Historically agencies want to be the source of creative ideas and output. Should they crowdsource content? Change their business model as BBH suggests will happen anyway? What are the ramifications of doing so?
Typically agencies tend to resist this stuff until they’re forced by clients to change
But by then they’re way behind the curve. Obviously clients want more options for less money. But at the same time, isn’t this a way for agencies to get into all kinds of different businesses? Product development? Communispace-type communities? The building of advisory panels? Consumer generated stories that might inspire agency created-content? Or, closer to using crowdsourcing as it was first intended: exploring ways to tap into collective knowledge to create a bigger idea or solution.
I interviewed the CEO and founder of Poptent earlier this week.
Neil Perry’s business model is simple, yet brilliant. Big brands need creative content in numerous places and don’t want to spend big bucks on fees or production for most of it. So, Poptent delivers produced video for between $25 and $30,000, sourced from the crowd of content creators, videographers, and creatives who aren’t (and probably never will be) commercial directors, but who can create better than decent content. His clients include Bud Light, Old Spice, Stouffers, Nestle. Can’t agencies tap into this? Or even replicate the model themselves?
Let’s talk about some misconceptions.
Everyone thinks this is cheap and easy. But it takes time, organization, and planning to make it work. What are your thoughts on the effort required? Can we measure or place a value on the time and energy?
Then there’s Sturgeon’s Law
The process will generate 90 percent crap and only 10 percent good stuff. And that’s if you’re lucky. What can a brand or advertiser do to increase or manage the odds?
How about incentives for the crowd?
Again, the new company trying this out might think it’s about money. But in many cases it’s creating ways to build reputation and gain personal fulfillment? Are there best practices we can replicate?
Perhaps the biggest challenge is this:
As our business becomes more and more about collaboration, far beyond the writer/art director, but to teams that include programmers, user experience professionals, designers, SFX creators, social influencers — often all working together to amplify an idea — won’t crowdsourcing pose all kinds of new challenges for those managing teams that are interdependent?
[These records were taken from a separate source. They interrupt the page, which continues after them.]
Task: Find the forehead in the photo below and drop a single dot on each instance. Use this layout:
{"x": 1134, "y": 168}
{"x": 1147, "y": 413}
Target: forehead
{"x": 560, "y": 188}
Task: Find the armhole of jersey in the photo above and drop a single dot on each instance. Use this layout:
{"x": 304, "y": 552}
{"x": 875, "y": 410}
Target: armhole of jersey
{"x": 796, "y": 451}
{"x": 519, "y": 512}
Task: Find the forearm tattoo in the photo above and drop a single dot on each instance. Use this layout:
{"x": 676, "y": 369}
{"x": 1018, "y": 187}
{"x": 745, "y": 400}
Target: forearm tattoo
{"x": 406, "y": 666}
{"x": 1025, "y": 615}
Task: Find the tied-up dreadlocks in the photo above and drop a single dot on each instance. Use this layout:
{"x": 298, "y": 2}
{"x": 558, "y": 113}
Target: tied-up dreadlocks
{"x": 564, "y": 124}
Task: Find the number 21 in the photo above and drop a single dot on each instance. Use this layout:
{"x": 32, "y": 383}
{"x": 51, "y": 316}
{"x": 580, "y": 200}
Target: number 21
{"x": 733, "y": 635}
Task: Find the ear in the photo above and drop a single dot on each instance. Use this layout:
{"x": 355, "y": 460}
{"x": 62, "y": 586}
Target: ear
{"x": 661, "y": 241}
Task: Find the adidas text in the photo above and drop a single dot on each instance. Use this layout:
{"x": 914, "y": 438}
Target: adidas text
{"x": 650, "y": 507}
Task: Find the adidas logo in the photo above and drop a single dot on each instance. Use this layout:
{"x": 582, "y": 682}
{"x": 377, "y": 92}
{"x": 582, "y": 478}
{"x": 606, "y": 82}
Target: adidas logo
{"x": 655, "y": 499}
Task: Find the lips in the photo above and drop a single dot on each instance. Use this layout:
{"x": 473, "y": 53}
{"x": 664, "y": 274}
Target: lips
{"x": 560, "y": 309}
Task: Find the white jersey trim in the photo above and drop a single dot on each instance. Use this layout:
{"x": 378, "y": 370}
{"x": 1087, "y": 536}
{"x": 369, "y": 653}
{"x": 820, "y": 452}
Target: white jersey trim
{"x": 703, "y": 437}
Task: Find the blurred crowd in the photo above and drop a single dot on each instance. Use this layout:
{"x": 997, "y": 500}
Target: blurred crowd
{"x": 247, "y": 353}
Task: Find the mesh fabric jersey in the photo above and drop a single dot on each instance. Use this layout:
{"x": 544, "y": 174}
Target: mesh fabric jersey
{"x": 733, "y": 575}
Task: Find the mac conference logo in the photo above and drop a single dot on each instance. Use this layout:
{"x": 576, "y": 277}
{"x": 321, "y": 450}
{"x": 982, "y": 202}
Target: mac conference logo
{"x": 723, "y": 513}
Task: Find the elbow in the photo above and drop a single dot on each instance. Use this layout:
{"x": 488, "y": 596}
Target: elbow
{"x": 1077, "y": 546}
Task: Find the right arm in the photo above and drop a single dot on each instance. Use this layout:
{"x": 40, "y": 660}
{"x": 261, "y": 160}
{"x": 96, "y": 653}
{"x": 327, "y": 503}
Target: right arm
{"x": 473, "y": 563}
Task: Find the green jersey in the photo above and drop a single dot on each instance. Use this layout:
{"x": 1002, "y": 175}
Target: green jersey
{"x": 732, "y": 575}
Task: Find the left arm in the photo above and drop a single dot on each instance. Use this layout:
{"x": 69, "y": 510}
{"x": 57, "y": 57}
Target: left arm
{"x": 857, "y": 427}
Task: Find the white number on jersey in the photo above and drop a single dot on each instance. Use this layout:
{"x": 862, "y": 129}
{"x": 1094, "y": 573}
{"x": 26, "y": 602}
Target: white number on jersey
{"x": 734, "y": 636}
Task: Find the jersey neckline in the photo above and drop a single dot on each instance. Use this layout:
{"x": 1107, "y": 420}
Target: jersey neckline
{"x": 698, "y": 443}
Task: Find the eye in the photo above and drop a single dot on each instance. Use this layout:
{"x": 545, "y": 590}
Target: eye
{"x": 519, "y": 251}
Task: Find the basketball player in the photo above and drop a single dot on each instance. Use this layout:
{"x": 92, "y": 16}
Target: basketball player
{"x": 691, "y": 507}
There are some cool things getting done that should inspire us
There are examples from years ago, like Awesome, I Fucking Shot That, the 2006 Beastie Boys concert where they gave video cameras (rented and returned after the concert by the way) to create footage for a documentary. Simple idea. Then there’s the more recent video for Sour. The BBH-created video includes fans from all over the world who submitted video of themselves via webcam. It’s a celebration of the band, of music, of inclusions, of technology. It may not be a business example, but reduced it to its essence, it’s simply an invitation to the crowd to join a brand and co-create content. What can we learn from these creations?
And finally, of course, there are your questions. Some incorporated already. Others on index cards ready to go. Your thoughts? What will you use crowdsourding to accomplish?